Cell viability/proliferation assay
HGF-1 were seeded (0.5 × 104 cells/well) on microplates (96-well; Falcon, Corning, NY, USA) and incubated for 24 hours at 37°C in 5% CO2. The culture medium was replaced with 100 μL of the extracts (HTPE; 6.25-200% or CSE; 3.12-100%). A fresh culture medium was added to the control. They were incubated for a further 24 hours. Then, cell viability was evaluated using the WST-8 (Cell Counting Kit-8; Dojindo Laboratories, Kumamoto, Japan), according to the manufacturer's protocol. The obtained supernatants were assessed for absorbance at 450 nm.
Wound healing assay
Confluent HGF-1 monolayers were incubated with DMEM, HTPE, or CSE with the concentration range that included salivary nicotine concentrations of smokers [21]. After 24 hours, three artificial wounds per well were made using a pipette tip [22]. The cells were washed quickly to remove the floating detached cells.

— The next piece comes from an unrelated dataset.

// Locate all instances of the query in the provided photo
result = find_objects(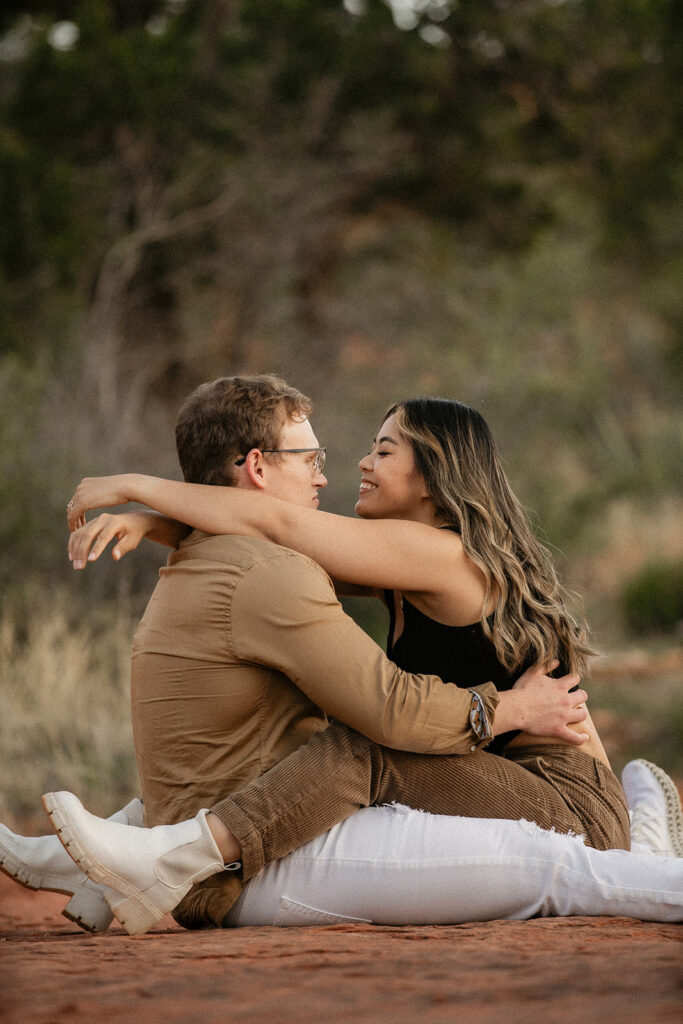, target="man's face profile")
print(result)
[252,417,328,508]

The wound area was monitored for up to 24 hours using a phase-contrast microscope (Eclipse TE-DH; Nikon, Tokyo, Japan) equipped with a digital micro-camera system (FDX-35; Nikon). The cells were maintained in a tissue culture incubator between image acquisitions. At each time point, the wound area was measured using ImageJ. The percent wound closure was calculated using the equation:
\[ \text{Percent wound closure} = \frac{(\text{Initial wound area}) - (\text{Wound area after 24 hours})}{\text{Initial wound area}} \times 100 \]
Confocal laser scanning microscopy (CLSM)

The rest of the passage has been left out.